As “reminiscências” do Raimundo XX
Redação DM
Publicado em 2 de março de 2018 às 21:38 | Atualizado há 7 anos‘Queda de braço’ – Quando eu morava ainda em Conceição do Araguaia, os rapazes e, não muito raro, os homens adultos também, talvez por falta de outra opção de lazer, praticavam um esporte que a gente, à época, achava até muito interessante, e que despertava muito interesse, nos torcedores. Chamava-se ‘queda de braço’. E essa competição se dava, geralmente, nos finais de semana, ou mesmo nos dias úteis, mas à tardezinha, ou à noite. Essa competição era em dupla. E cada vez que um elemento era eliminado, outro entrava em seu lugar para concorrer com o vencedor. Ou então, a competição se dava apenas com aqueles dois competidores, e a competição terminava com a vitória de um dos dois. Ocorreria, mas muito raramente, o empate. Nenhum dos dois conseguia derrubar o braço do outro. E a competição se dava da seguinte forma: Sentavam-se os dois competidores em cadeiras, postadas na cabeceira de uma mesa. Os competidores colocavam seus cotovelos sobre a mesa em lugar determinado e do qual não se poderia arredar. E com as mãos dadas, em sentido vertical, cada um procurava derruba (deitar) o braço do adversário até a mesa. O braço não era utilizado na competição (ou seja, livre), não podia nem tocar ou auxiliar o outro.
Era emocionante ver aquela competição. Os competidores, de uma dupla equilibrada, demoravam na competição. Às vezes, um levava o braço do outro até à mesa, mas logo o competidor adversário conseguia reverter e, devagarinho, e com muita força, ia levantando o braço do adversário até a vertical, ou mesmo dobrava-o em sentido contrário, ou seja, levava o braço dele até a mesa.
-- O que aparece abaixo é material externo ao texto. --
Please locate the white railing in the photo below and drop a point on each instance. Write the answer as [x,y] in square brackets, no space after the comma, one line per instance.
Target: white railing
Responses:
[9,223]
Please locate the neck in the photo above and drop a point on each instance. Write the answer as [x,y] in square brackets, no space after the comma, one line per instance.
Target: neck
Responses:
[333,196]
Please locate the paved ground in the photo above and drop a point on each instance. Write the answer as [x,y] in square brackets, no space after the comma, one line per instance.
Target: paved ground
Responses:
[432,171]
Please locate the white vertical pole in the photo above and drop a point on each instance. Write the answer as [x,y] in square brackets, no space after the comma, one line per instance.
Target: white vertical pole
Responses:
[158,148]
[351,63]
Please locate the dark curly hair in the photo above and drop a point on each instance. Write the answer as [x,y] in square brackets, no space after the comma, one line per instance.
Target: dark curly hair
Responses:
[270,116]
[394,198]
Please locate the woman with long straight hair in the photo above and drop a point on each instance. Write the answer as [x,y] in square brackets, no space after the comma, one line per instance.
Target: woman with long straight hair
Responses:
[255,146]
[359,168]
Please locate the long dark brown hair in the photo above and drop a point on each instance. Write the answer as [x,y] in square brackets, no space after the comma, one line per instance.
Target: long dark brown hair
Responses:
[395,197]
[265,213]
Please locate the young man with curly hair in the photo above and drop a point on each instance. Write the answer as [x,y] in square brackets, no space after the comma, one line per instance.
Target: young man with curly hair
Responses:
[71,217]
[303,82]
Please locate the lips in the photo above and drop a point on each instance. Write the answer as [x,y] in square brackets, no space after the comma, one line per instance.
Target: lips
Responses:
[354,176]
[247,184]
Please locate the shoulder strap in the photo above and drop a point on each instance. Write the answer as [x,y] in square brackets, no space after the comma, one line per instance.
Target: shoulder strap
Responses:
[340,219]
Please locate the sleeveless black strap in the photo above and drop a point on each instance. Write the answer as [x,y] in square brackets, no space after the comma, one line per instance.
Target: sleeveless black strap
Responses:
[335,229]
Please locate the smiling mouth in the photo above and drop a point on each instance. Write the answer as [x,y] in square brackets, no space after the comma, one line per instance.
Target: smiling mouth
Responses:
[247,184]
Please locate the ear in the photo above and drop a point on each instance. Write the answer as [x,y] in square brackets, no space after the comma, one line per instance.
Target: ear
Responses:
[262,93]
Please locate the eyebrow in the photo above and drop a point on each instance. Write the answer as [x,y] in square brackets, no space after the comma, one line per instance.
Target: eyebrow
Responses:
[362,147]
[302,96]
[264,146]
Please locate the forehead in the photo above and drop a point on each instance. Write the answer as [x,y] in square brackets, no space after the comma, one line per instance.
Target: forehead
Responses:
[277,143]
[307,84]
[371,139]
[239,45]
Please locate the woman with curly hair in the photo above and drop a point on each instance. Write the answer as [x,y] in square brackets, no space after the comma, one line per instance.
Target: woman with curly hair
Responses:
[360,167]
E, não raras vezes, terminava vencendo a competição, até porque o adversário já estava exausto. Inicialmente, ele era mais forte, demonstrava mais robustez, e o adversário, naturalmente, demonstrava menos força, mas, com o tempo, ele ia vencendo a resistência daquele que era mais afoito no começo, mas não era duradoura. E o outro, mais tímido, inicialmente, até estrategicamente, devagarinho conseguia levar à exaustão seu competidor, e terminava vencendo a competição, contrariando, muitas vezes, os prognósticos iniciais. Havia até apostas em dinheiro, entre os espectadores, mas esta prática não era usual. Esse esporte era uma competição espontânea e de mero divertimento. Simples passatempo.
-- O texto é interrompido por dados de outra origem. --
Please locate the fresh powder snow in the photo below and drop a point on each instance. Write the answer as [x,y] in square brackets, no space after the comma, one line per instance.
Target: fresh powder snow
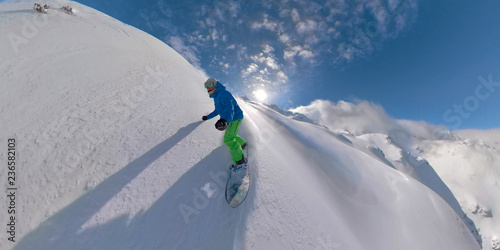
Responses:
[111,153]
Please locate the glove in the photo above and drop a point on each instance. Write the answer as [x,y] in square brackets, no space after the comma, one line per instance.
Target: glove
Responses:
[221,125]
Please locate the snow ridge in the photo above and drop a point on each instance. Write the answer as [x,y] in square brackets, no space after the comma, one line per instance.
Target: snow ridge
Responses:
[113,155]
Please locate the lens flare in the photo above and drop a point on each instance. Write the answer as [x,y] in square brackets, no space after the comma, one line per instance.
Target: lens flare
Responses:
[260,95]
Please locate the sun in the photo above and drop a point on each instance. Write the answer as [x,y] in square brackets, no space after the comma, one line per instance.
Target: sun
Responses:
[260,94]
‘O Cinema, em Conceição do Araguaia’. Naquela cidade, não existia cinema. Daí, as festas que se faziam com a chegada de cada circo. Porém, por lá passavam os pastores protestantes que atuavam naquela região. Estes eram americanos. E sempre traziam novidades. Eles exibiam, a céu aberto, filmes mudos, que mostravam o fim do mundo, o pós-dilúvio. E, como tal, no começo desses filmes, vinha o dilúvio. Cena que muito me marcou pela abundância de água, e Noé, com seus inúmeros bichos, – mamíferos, aves, répteis, etc. Quando digo ‘começo do mundo’, é força de expressão, visto que o início do mundo não se deu com o dilúvio, mas sim com Adão e Eva. Ali se deu um recomeço do mundo. Achei muito bonitas aquelas imagens, apesar de mudas. Quando digo imagens, quero dizer cenas.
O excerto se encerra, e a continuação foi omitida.